As nationwide protests against the killing of Black Americans by police continue, Inc. has asked Black business leaders in or near hot zones to tell us what they are experiencing.
Kim Prince hails from a family of Nashville hot chicken entrepreneurs. In 2016, she moved from Nashville to Los Angeles and brought the concept with her, in the form of pop-up restaurant Hotville Chicken. Now in a brick-and-mortar location in the Baldwin Hills Crenshaw Plaza mall in the heart of South Central L.A., she's been doing a delivery and pick-up business since the pandemic shut down the dining room on March 20. Despite widespread protests in L.A., her neighborhood has been quiet. But she's troubled by the incidents that sparked the demonstrations. Below, she tells her story. --As told to Lindsay Blakely
When the pandemic started, we saw sales drop 70 some percent over one week. After that, I had to think quickly. We started doing pickup and delivery, which we didn't do prior to Covid, and we adjusted our hours. We haven't closed our doors a single day since the pandemic started. Lately, sales have been picking back up, and we will pay a lot of money to pull out all the stops to reopen safely.
Now, we have looting and rioting in L.A., and people ask me if we're going to board up. Board up for what? That's what shatterproof glass and insurance are for.
I come from a long line of entrepreneurs--people who built their businesses in the heart of the Great Depression and in the segregated South, all through the Jim Crow era and the civil rights struggles of the 1960s.
I see a parallel with what they went through and what we're going through now.
George Floyd isn't the first African American man to die at the hands of law enforcement, but it was televised. People react in different ways to seeing someone's life being taken. We have rights to protest and to rally and to gather peacefully. There are people out there who want to be heard. Justice must happen.
But uprisings are not the definition of solidarity to me.
I watched on TV how people in Long Beach were walking in and grabbing stuff from CVS and Target like they just did something great.
People in L.A. have hit up restaurants like Nancy Silverton's Mozza. Nancy is someone other businesswomen like me watch carefully. The fact that they hit her restaurant is really unsettling to me. I think. "But for the grace of God, this could be me."
All over America, people are terrorizing communities they don't live in. A lot of them are White. I saw on the news a young Black woman with a bullhorn yelling no, crying for people to stop looting, because she knew people were only going to blame Black people.
Where is the leadership in this country to get everybody together?
Yes, I'm concerned about my property. I was taught to respect people's property. But I was also taught to respect their lives as well.
My heart goes out to George Floyd's family.
My heart goes out to all Black men. The "Central Park Karen" incident is unfortunately a common thing for members of the Black community. I see White women clutch purses more tightly when my nephew who works here brings food to them.
The young men who work in my care, I can see that anxiety that comes upon them when they leave a secured space like work or school. They know they have a target on their backs. They know they have to govern themselves differently than people who don't look like them.

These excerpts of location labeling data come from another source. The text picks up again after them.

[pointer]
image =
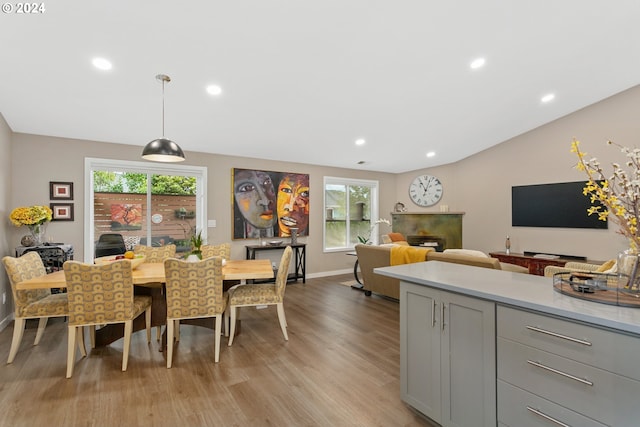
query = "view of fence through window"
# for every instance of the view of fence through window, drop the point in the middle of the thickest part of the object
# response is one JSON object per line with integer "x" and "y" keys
{"x": 348, "y": 214}
{"x": 121, "y": 206}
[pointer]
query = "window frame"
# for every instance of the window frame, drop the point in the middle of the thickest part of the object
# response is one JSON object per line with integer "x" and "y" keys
{"x": 97, "y": 164}
{"x": 374, "y": 186}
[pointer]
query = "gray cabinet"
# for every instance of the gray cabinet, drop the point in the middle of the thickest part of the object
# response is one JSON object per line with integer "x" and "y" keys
{"x": 447, "y": 356}
{"x": 551, "y": 370}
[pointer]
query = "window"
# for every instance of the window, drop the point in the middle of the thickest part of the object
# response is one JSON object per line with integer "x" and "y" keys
{"x": 349, "y": 206}
{"x": 146, "y": 203}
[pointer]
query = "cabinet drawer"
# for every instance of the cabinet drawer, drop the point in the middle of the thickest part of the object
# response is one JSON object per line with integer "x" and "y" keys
{"x": 609, "y": 398}
{"x": 518, "y": 408}
{"x": 602, "y": 348}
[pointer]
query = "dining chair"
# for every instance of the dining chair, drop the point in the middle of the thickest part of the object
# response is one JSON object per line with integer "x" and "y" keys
{"x": 101, "y": 294}
{"x": 156, "y": 254}
{"x": 222, "y": 250}
{"x": 31, "y": 304}
{"x": 260, "y": 295}
{"x": 194, "y": 291}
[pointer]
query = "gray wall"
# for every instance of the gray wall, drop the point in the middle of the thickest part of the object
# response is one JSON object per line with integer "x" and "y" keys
{"x": 480, "y": 185}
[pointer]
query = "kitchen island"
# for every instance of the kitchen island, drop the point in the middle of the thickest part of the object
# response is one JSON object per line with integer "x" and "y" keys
{"x": 489, "y": 347}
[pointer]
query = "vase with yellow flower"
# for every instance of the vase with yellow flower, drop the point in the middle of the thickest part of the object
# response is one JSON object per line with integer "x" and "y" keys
{"x": 35, "y": 218}
{"x": 617, "y": 197}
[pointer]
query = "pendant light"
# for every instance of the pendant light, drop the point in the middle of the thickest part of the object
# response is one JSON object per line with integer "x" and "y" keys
{"x": 162, "y": 149}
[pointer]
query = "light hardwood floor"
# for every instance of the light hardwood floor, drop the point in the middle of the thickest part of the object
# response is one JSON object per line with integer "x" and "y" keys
{"x": 340, "y": 367}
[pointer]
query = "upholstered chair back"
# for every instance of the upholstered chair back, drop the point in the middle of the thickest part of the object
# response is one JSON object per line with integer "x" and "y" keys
{"x": 100, "y": 293}
{"x": 155, "y": 254}
{"x": 20, "y": 269}
{"x": 194, "y": 289}
{"x": 283, "y": 272}
{"x": 222, "y": 250}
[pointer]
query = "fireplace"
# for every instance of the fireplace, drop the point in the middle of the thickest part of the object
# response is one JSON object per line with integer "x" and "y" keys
{"x": 436, "y": 242}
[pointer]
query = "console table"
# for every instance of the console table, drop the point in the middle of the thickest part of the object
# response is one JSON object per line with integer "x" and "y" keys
{"x": 53, "y": 255}
{"x": 299, "y": 255}
{"x": 534, "y": 264}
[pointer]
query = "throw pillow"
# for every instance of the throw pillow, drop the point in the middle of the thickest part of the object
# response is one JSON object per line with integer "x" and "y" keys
{"x": 396, "y": 237}
{"x": 609, "y": 265}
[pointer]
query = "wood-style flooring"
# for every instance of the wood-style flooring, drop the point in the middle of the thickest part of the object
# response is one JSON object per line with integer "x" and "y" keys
{"x": 340, "y": 367}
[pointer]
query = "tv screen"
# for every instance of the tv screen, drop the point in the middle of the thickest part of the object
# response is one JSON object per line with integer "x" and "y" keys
{"x": 552, "y": 205}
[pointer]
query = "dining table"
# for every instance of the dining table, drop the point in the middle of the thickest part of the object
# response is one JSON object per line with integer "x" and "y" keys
{"x": 149, "y": 279}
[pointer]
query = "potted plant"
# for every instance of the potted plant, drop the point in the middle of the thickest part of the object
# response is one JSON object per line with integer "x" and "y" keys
{"x": 196, "y": 245}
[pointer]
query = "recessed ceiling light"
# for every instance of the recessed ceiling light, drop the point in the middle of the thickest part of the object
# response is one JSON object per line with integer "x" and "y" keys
{"x": 548, "y": 97}
{"x": 102, "y": 64}
{"x": 477, "y": 63}
{"x": 214, "y": 90}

Being Black, we have to be extra careful about what we do and say, about our body language, how we drive. Yes, I grip the steering wheel more tightly when I see a Black and white car behind me. And yes, I believe systemic racism has kept me from certain things, kept me from funding.
But burning down a police station, that's very unsettling to me to see.
Police often park in the view of our restaurant. Their presence brings calm to me here in the mall. I also introduced myself to the fire department. They come in here to eat all the time. My character is to serve all people and be kind and do unto others. I'm grateful for everyone who comes through our doors.
We have to rebuild trust in both directions--and that takes a dialogue with the police and community leaders. There's got to be more of a relationship, and we need that relationship to be healthy.